Friday, August 29, 2008

For Sam Lohmann

Here’s that quote with the thought I garbled last night in Guanajuato. The dream of Middle English as an “unliterary literature”—word art stripped of pointyheaded poetic ambition—seems close to what the language of the Internet at its best might be: an “illiterate literacy” untroubled by originality, canons of taste, or “the genius” and free to make new folk forms.

What would the lyric under those conditions look like? As language transmission shakes free again of the book, is Middle the new late?
“We do know, for example, that many of the earliest lyric poems [in Middle English], known from surviving fragments and references, were the words of popular songs and sayings of uneducated, unlettered people. The earliest fragments are quoted in such sources as sermons condemning the behavior that accompanied the songs—dancing, especially in churchyards; games and other enjoyments of pleasures of the flesh; non-Christian celebrations; and so on. When texts are numerous and complete enough to give some basis for comparison, it seems clear that many poems were perpetuated orally rather than in writing. There was, of course, no publication of texts. However, some texts apparently were composed in writing and propagated through copies or memorization of written versions…. Subsequently, among the preserved texts, the popular oral verse seems to disappear, and poems of poets, properly so called, remain as the principal texts of which we have record. This development suggests that the lyric verse of England has origins that are lowly, popular, and undisciplined (or noninstitutionalized) but tells us little that is more specific or substantial than that.

At the latter end of its history, the Middle English lyric form and its influence on later English poetry are difficult to trace. The rise to fashion of self-consciously educated poets, adopting modes, forms, themes, and techniques from foreign literatures, and experimenting a great deal, caused the earlier kind of verse to decline. So did the rise of conditions favoring individual authorship, reading, and, hence, fixed texts; printing is a major example…. A literate, self-conscious tradition of educated poets superseded the homely, religious, and unself-conscious tradition of the makers of Middle English lyric verse. In literature, the Renaissance displaced the Middle Ages.

—Robert D. Stevick, One Hundred Middle English Lyrics (Bobbs-Merrill, 1964)

4 comments:

Sam Lohmann said...

Thanks. I should look at that book. I love when oral traditions get preserved because someone took the trouble to condemn them in writing. I wonder if anyone's tried to reconstruct the tunes of those songs.

rodney k said...

Hi Sam,

Been wondering the same thing re: the tunes, since most of the poems come equipped with choruses. It's that intimacy of the lyric with song that I dig about post-Saxon lyric, too.
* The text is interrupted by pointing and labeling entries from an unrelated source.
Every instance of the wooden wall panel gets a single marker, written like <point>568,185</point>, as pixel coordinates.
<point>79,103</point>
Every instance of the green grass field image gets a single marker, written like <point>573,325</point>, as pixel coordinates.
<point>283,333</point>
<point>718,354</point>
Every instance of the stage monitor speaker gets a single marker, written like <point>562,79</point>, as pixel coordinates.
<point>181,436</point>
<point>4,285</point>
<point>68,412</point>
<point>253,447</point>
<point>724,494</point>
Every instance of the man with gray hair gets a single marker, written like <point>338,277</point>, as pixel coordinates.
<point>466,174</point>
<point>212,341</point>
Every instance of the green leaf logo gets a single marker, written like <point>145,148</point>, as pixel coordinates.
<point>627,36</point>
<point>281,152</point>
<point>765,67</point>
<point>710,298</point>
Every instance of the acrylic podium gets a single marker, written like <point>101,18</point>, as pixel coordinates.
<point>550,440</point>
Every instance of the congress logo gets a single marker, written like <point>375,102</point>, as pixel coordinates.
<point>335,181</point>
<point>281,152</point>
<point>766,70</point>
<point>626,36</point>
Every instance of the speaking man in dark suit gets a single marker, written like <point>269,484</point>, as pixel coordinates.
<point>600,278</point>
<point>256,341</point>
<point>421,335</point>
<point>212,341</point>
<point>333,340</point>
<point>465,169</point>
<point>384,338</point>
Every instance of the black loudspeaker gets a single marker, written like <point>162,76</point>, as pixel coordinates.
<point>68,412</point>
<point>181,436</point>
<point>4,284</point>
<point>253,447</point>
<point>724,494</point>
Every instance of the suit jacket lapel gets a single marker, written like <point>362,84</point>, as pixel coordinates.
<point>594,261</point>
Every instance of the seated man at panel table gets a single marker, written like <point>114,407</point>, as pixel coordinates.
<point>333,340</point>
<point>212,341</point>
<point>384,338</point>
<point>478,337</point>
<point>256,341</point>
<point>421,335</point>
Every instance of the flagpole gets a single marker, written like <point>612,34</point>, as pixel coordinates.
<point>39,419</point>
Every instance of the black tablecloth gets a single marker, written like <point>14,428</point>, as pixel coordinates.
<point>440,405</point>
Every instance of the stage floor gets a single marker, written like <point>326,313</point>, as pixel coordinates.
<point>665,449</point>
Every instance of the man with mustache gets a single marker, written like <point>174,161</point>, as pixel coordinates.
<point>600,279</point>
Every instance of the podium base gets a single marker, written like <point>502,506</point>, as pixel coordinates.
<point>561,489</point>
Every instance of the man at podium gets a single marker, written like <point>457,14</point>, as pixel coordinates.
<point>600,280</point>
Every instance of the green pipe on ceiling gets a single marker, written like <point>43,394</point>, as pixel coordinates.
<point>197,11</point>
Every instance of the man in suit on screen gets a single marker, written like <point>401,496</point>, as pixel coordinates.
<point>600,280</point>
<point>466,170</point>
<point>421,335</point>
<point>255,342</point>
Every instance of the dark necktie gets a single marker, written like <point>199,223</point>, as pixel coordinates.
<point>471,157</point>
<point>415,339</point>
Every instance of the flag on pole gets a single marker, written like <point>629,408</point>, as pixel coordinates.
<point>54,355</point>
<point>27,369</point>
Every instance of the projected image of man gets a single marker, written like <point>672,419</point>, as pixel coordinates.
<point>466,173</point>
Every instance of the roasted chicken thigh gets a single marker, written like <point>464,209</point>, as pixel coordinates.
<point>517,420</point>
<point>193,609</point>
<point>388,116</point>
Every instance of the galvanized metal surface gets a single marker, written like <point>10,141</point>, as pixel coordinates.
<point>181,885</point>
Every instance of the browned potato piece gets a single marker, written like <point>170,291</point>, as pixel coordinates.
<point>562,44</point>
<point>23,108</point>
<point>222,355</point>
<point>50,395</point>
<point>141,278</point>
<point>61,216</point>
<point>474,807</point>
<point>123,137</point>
Don't know if this book is anything special--it's one of the cheapies I picked up in Berkeley--but it's got the sort of "public academic" tone of that time, where all knots are Gordian but easily sliced.

Found "Unless As Stone Is" at last on the Powell's spinner. Glad to have it.

H.W. said...

Stevick is so full of shit. How are the scribes who copied out, or the jongleurs who performed the lyrics "uneducated and unlettered"? What constituted "publication" when the works are being disseminated orally and in manuscript form, in little scraps and in songs? And just what are poets "properly so called"? I hate it when literary critics act as if the Middle English poets were a bunch of rabblerousing barbarians and the Renaissance poets enlightened and sipping from golden goblets. True, the M.E. period did produce such gems as lines like "Horn icham ihote / Icomen out of bote," but the Teams editors urge us not to be fooled by such "folksy simplicity." And who is Stevick to claim that Middle English writers were unself-conscioius?

Here I shcal beginnen a rym;
Krist us yeve wel god fyn!
The rym is maked of Havelok.
(Havelok the Dane, 21-23)

Middle English poery, just as often as "Renaissance poetry" is self-consciously wrought, aware of its relationship to an audience, and highly rhetorical in addition to being "lowly, popular and undisciplined."

Stevick also "cleans up" the idiosyncratic dialects and spellings of the poems and edits them all to look like Chaucer, who comes at the very *end* of the Middle English period. Stevick writes that the poems in his edition are "normalized as fully as possible with the emerging literary dialect of the London-East Midland region from about 1400." I don't want my poetry normalized, thanks.

Take a look instead at editor John C. Hirsh's _Medieval Lyric_ (Blackwell, 2005), who at least allows manuscript spellings. It's also worthwhile to check out the stodgy but delightful edition of _Early English Lyric_, edited by E.K. Chambers and F. Sidgwick which has a very adequate scholarly apparatus, notes on manuscripts and an essay "Some Aspects of the Mediaevel Lyric" (Chambers).

H.W. said...

Also, in re the music--music exists for the lyrics "Worldes bliss ne last no throwe," "worldes bliss, have good day," "sumer is icomen in," "mirie it is while sumer ilast," "foweles in the frith," "with right all my herte now I you grete," "brid one brere, brid, brid one brere" and many others. See the Norton edition of Middle English Lyrics, eds Luria and Hoffman.